Western Fusion

Created in Australia and taught around the world, Yogalates blends the best of yoga and Pilates for a safe and strengthening practice. By Helen

Western Fusion

Created in Australia and taught around the world, Yogalates blends the best of yoga and Pilates for a safe and strengthening practice.

By Helen Hawkes

As I lie in Savasana, in preparation for my first Yogalates class, I already sense something different about the experience. Usually I’m an Iyengar kind of yogi, but for this practice, creator and teacher Louise Solomon tells us we will be working slowly and systematically through every joint and limb.

There will be no pressure to strike perfect poses, or to move from one asana to another. I’ll need to dial down my “to do” button, release my need to achieve, and surrender to a pace that is slower than I usually strive for. But, as I will later discover, slow and steady is even better at ironing out every kink.

It is the gentleness and the detailed focus on mobilising, stabilising and strengthening the body in your own time that attracts everyone from teenagers to grandmothers to Yogalates. “Yogalates is described as a meeting place of East and West because it effectively merges the ancient practice of yoga from the East with the core-stabilising, posture-enhancing dynamics of Pilates from the West,” says Louise, who has practiced yoga for 25 years and Pilates for 21 years.

In 1994, she hit on a special blend of yoga and Pilates and trademarked it in 2000. She has since put out a series of DVDs that topped fitness charts in the UK, lectured on core stability to the Queensland branch of the former Yoga Teachers Association of Australia, developed a Yogalates teacher training course, and taught internationally.

“Yogalates is not for everyone, but it is very safe and very accessible as well as being a great way to improve functional fitness,” she says. “It is very much a prescriptive exercise.

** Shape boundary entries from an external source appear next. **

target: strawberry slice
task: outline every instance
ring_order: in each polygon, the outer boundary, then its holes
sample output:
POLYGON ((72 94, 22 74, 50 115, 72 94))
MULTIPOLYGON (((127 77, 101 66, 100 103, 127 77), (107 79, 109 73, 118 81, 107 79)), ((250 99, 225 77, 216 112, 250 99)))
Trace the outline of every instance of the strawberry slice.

Doctors and physiotherapists send people to us.”


We start traditionally, with centring, following the path of the breath, working within the nasal passages and then watching how the breath moves around the throat all the way to the pelvic floor. We also take a moment to lengthen the sound of the breath; “to build integrity into the breath,” says Louise.

It takes 10 to 15 minutes of the 90-minute class to work through this alone. Perhaps that’s why you won’t find too many Ashtanga students here: it’s not all action, it’s a focus on little details.

Louise moves onto limbering and warming up the joints. Still lying on the mat, we stretch every section of our feet, ankles and legs with rotations and resistance bands (which replicate some of the exercises on the Pilates machines). These help open the hip joints as well as warm the thigh muscles. We move onto our arms and, again, every part is worked while we are mat-prone, although these exercises can be performed vertically as well.

Included in the warm-up is core-stability work—discovering the function of the very deep abdominals and bringing awareness to the function of the diaphragm. And we do some pelvic floor work that includes bringing awareness to the movement and function of that area, too.

“Keep that awareness of the core throughout the class,” Louise tells us. It’s about 45 minutes in and it is time to move into the more dynamic asanas. But, standing up, I discover I already feel limber, my body comfortable, as we begin to rotate our ankles.


Of all the Yogalates exercises, Louise says: “Most have a preparatory level [which covers the remedial client], then we layer the exercise with levers and loading to make them more dynamic.” In some cases, light weights are used to help build muscle and bone, however never any more than 2.5kg.

Onto the typical yoga asanas, including Adho Mukha Svanasana (Downward-Facing Dog Pose) and Virabhadrasana II (Warrior II Pose) and, with each one, Louise calls out different modifications.

“The perfect posture is the individual one,” she says. “Some people are hypermobile—they overstretch their ligaments. That can lead to hip and knee replacements, spinal fusion.”

She adjusts me in Utthita Parsvakonasana (Extended Side Angle Pose) to make my shoulder, which is injured, more comfortable.

Stretching to cool down follows and then it is back to Savasana, to find the “stillness” and to connect with the resting breath, as well as Yoga Nidra (guided body relaxation).

“You see people when they leave the class; they look refreshed and calm and usually a little taller,” says Louise.

Nicole Woodward, who has been teaching Yogalates for eight years in Sydney at Body Awakenings, says that although she had practiced Iyengar, vinyasa and Bikram yoga, she found that she didn’t have core strength. “Yogalates made every pose feel different,” she says. “It also stabilised my lower back, something a lot of clients tell me is the same for them.”

For the entire day after the class, I do feel a sense of being at one with a body and a mind that has been eased by a practice that is more gentle and, in some ways, more thorough, than the one I typically revert to at home.

I am reminded of spiritual author, Ravi Ravindra’s, advice: “It is useful to study different traditions in order to be free of attachment to any one way of expressing what is beyond expression.”

Helen Hawkes is a freelance writer and Iyengar Yoga practitioner based in Byron Bay, NSW.